Insbesondere die Auseinandersetzung mit Schlingensief zeigt ein schon bei der Analyse von Handkes Texten deutlich gewordenes Talent der Autorin, intensiv in die behandelten Textwelten (hier im weiteren Sinne verstanden) einzutauchen und sich diesen im eingangs erwähnten Sinn auszusetzen. Die rahmende Theorie strukturiert und grundiert die Auseinandersetzung dabei durchaus, Knapp vermag es aber stets, sie als Werkzeug zu gebrauchen, um die behandelten Werke zu verstehen. Wenn sie Schlingensiefs Theaterarbeit aus theoretischer Perspektiver immer wieder mit dem eher abwertenden Etikett „Privatmythologie“ bezeichnet, spiegelt sich deutlich der Respekt und die Faszination für eine Kunst, die eine neue Bedeutsamkeit generieren möchte, die über das Persönliche und Private hinausweist. Ausführlich und prägnant arbeitet die Autorin heraus, inwiefern Schlingensief eine Vielzahl religiös codierter Objekte und Handlungen in seine Inszenierungen integriert, die sich in ambivalenter Doppelbewegung gegenseitig entwerten und bestärken.
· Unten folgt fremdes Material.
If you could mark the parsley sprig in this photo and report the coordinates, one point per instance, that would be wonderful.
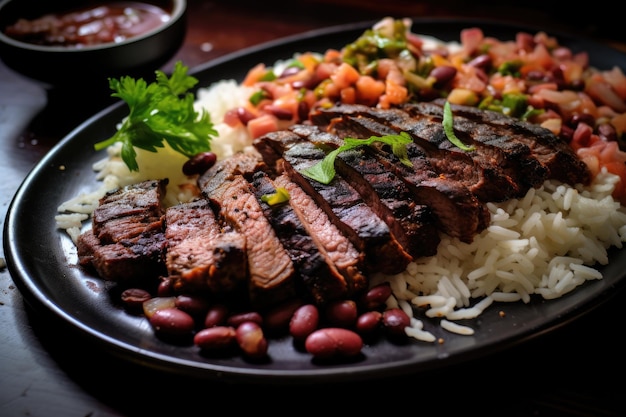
(160, 111)
(324, 171)
(448, 128)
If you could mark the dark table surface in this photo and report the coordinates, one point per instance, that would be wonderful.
(576, 369)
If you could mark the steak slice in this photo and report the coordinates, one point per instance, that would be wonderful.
(271, 271)
(457, 211)
(412, 224)
(200, 256)
(126, 240)
(136, 260)
(328, 264)
(339, 200)
(484, 181)
(554, 155)
(130, 211)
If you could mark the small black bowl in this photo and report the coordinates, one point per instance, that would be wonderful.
(58, 65)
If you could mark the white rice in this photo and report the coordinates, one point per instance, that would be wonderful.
(545, 244)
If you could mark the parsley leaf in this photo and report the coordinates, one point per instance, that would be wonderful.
(324, 171)
(160, 111)
(448, 128)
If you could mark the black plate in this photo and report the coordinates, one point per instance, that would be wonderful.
(42, 259)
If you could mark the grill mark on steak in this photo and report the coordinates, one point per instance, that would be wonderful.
(412, 224)
(512, 156)
(200, 255)
(480, 174)
(555, 155)
(484, 182)
(318, 276)
(130, 211)
(344, 277)
(449, 200)
(126, 241)
(341, 202)
(271, 271)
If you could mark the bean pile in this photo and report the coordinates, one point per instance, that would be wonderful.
(335, 330)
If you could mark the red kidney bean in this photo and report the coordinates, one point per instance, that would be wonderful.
(277, 319)
(251, 339)
(236, 319)
(193, 304)
(244, 115)
(304, 321)
(342, 313)
(199, 163)
(395, 321)
(332, 342)
(303, 111)
(172, 322)
(481, 61)
(165, 288)
(279, 112)
(215, 338)
(578, 118)
(376, 296)
(134, 297)
(216, 315)
(607, 132)
(369, 322)
(289, 71)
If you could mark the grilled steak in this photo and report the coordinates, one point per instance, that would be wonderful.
(485, 182)
(376, 215)
(334, 270)
(200, 254)
(126, 240)
(270, 268)
(412, 224)
(553, 154)
(339, 200)
(512, 154)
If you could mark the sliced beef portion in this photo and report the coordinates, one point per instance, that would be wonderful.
(271, 270)
(322, 268)
(554, 155)
(485, 182)
(200, 255)
(480, 173)
(126, 240)
(448, 199)
(129, 260)
(130, 211)
(339, 200)
(412, 224)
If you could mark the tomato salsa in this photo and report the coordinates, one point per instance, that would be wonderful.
(104, 23)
Weiterführend kann insbesondere die Anknüpfung an Levi Strauss’ Konzept des wilden Denkens sein, die Knapp leider immer nur streift. Denn wie der „Bastler“ in Strauss’ Theorie greift Schlingensief auf den reichen Fundus kulturellen Materials zurück, kombiniert das Gefundene neu und generiert ein „alle Religionen verbindendes Heiliges“. Während er dabei einerseits im Sinne einer Ästhetik des Performativen vorführt, wie Rituale ihre Bedeutsamkeit im Vollzug erzeugen, wäre eher soziologisch nach der Funktion dieser Handlungen zu fragen, die jenseits ihres Vollzugs liegt und jenes symbolische Sinnsystem stabilisiert, das wir Kultur nennen können. Die Paradoxien und Ambivalenzen, die sich daraus ergeben, kann das wilde Denken – darin der Mystik ähnlich – aushalten.
Kleinere Ungenauigkeiten stören die Arbeit mit dem hinsichtlich der Ausstattung ansonsten sehr ambitioniertem Buch – so wurde etwa den Siglen GU und LP kein Text Handkes zugeordnet und das Wort „Seele“ hat an einigen Stellen einen Registereintrag für Martin Seel ausgelöst – was natürlich nur passieren konnte, weil die Mühe nicht gescheut wurde, ein Register anzulegen.
Insgesamt liegt hier eine sehr dichte Arbeit vor, der man die unzähligen Arbeitsstunden, die in sie eingeflossen sind, ebenso anmerkt wie die hermeneutische Begeisterung der Autorin. Sie ist gerade durch die noch kontroversen Forschungsperspekitven ein wichtiger Beitrag für eine fundierte Auseinandersetzung mit dem so ambivalenten Verhältnis von Religion und Kunst.